Let’s bring up a single-node local instance of ForestFlow

  1. Build ForestFlow

     # Create a "local" build
     chmod +x ./build/build-local.sh
     ./build/build-local.sh
    
  2. Set application environment to local

    export APPLICATION_ENVIRONMENT_CONFIG=local
    
  3. Define local working directory

    This is where ForestFlow will store its state if using default persistence plugin for local install

     mkdir -p ./ff-temp
     export LOCAL_WORKING_DIR_CONFIG=./ff-temp
    
  4. Bring up ForestFlow

    This is where ForestFlow will store its state if using default persistence plugin for local install See what the version number is defined as in the property forestflow-latest.version in pom.xml

    Assuming it’s 0.2.3, run the following

    export FORESTFLOW_VERSION=0.2.3
    chmod +x ./build/run-local.sh
    ./build/run-local.sh
    

    This should being up ForestFlow on port 8090 If you get any port conflicts feel free to change the ports used for JMX or for ForestFlow by supplying an environment variable APPLICATION_HTTP_PORT_CONFIG that will override the default 8090 port used.

  5. Let’s verify ForestFlow is running and we can access the API

     curl 127.0.0.1:8090/contracts/list
    

    You should see something like this:

     {
         "Contracts": {
             "contracts": []
         }
     }
    

    To pretty print from curl, you can pipe to python -m json.tool like so:

     curl 127.0.0.1:8090/contracts/list | python -m json.tool
    

    You can continue using curl but I prefer using HTTPie from the command line as it simplifies making REST API calls.
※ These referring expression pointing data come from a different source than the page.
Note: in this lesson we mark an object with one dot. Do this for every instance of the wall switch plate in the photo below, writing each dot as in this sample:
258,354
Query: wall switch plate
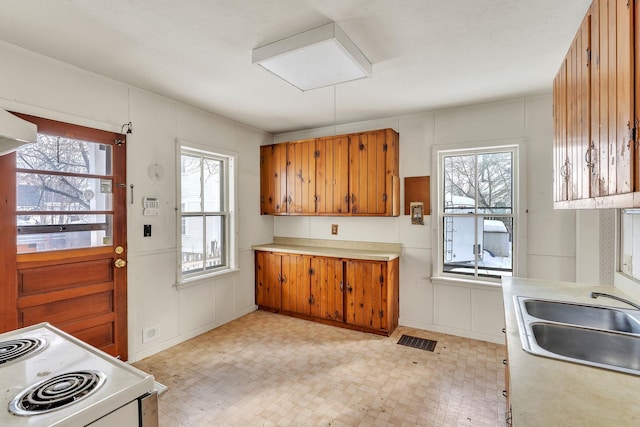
150,333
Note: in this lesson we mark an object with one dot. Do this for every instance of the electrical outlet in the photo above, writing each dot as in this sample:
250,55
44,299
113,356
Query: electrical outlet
150,333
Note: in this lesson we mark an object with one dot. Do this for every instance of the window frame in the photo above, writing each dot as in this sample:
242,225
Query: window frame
228,212
517,148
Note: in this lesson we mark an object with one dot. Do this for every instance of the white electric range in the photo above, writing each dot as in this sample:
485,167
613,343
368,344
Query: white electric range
49,378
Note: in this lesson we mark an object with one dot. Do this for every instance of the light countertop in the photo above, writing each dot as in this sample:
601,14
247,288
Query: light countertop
548,392
372,251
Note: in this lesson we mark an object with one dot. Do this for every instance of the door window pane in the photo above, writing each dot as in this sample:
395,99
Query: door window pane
64,197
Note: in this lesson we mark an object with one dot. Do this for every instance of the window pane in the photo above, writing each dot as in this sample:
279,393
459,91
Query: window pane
460,244
497,247
495,182
190,183
40,192
38,233
215,241
213,185
459,184
192,245
53,153
489,246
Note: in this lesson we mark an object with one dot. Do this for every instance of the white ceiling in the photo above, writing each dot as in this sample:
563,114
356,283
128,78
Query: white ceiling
426,54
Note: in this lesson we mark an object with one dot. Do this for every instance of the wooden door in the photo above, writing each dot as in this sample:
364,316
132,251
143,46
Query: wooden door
366,294
327,288
301,177
295,283
332,175
273,179
268,280
67,253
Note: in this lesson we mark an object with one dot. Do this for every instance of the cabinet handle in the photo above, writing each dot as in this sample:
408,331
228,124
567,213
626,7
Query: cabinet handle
589,158
564,170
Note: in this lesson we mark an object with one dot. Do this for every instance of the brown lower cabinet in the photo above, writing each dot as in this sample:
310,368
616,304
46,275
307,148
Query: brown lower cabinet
355,294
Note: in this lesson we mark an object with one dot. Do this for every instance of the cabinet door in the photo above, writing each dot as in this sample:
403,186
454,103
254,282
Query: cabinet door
273,179
295,283
301,177
560,153
332,175
366,294
578,113
612,113
367,166
268,280
326,288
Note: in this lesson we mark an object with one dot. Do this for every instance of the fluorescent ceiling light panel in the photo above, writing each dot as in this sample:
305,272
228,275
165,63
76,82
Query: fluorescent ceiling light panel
323,56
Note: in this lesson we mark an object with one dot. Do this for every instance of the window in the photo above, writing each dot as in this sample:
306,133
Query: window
206,222
476,213
64,194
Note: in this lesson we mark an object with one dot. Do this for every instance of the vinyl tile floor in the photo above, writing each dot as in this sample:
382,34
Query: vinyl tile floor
266,369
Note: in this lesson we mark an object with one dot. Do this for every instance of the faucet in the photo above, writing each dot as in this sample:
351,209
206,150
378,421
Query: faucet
595,295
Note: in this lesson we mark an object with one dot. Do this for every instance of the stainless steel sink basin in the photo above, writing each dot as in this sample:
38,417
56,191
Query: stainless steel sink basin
590,346
601,336
584,315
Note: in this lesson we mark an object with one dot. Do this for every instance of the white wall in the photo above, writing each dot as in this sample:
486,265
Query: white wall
37,85
458,308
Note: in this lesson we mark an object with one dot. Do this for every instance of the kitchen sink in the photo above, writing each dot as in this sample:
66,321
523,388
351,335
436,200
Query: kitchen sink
584,315
601,336
612,350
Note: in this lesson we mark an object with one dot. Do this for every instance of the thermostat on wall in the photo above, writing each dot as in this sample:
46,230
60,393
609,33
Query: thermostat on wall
151,206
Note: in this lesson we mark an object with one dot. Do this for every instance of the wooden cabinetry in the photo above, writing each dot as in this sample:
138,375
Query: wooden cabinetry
355,294
354,174
595,118
369,287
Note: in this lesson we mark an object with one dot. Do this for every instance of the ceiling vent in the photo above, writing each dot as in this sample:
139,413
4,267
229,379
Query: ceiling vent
15,132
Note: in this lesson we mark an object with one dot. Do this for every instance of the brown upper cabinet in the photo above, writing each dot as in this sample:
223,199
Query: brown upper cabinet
596,105
353,174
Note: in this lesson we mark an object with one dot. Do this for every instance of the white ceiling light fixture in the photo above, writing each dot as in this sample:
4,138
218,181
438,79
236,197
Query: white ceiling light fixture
322,56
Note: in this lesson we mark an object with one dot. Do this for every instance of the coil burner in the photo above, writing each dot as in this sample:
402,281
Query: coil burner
13,350
56,392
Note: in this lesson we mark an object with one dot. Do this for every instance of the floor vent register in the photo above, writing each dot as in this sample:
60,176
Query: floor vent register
419,343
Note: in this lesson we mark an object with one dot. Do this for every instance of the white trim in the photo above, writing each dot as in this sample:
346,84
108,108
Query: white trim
518,147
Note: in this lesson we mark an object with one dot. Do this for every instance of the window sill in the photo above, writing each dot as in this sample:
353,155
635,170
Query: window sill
206,278
447,280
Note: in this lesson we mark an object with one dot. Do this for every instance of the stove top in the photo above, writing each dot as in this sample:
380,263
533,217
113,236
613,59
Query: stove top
49,378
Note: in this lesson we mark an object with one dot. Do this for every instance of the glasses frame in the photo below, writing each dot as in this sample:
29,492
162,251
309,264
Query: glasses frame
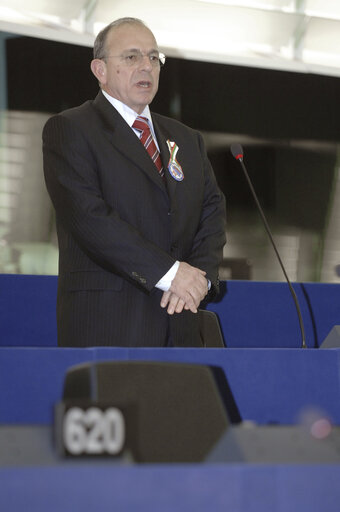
160,58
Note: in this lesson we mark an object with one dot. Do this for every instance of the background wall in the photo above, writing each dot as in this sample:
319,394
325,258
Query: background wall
287,122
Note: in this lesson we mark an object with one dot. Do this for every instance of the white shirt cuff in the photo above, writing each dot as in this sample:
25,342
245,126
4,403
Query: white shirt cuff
165,282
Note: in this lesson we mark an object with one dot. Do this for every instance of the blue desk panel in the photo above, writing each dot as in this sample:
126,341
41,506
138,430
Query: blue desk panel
252,314
164,488
268,385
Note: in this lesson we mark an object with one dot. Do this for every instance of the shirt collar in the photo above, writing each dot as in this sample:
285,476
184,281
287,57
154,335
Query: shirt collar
128,114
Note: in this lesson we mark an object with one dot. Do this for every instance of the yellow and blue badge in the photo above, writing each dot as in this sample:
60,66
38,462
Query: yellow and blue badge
174,167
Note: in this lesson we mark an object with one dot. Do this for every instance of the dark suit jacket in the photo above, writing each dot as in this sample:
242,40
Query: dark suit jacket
120,227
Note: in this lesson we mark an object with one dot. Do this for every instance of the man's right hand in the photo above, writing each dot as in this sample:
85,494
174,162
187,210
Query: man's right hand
190,286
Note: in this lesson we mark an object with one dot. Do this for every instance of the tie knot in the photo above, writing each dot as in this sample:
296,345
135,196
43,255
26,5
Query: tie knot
141,124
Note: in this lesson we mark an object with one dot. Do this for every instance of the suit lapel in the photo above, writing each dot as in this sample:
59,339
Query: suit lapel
122,137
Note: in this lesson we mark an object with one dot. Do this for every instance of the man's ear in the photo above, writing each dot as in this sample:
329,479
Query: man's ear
98,68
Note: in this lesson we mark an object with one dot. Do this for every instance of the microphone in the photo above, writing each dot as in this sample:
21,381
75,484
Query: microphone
237,152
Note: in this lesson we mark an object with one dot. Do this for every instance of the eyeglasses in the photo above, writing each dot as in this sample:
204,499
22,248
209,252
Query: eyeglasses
133,58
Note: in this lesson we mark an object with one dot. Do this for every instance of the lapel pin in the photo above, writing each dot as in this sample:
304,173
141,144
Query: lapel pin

    See installation for HTTPie

    Using HTTPie

     http 127.0.0.1:8090/contracts/list
    
  6. Let’s deploy a model to ForestFlow

    The git repo comes with a simple H2O model that we can use to test with. This sample H2O model uses the Combined Cycle Power Plant dataset and was created based on an online H2O tutorial that you can find here.

    As the tutorial explains, the goal is to predict the energy output given some input features.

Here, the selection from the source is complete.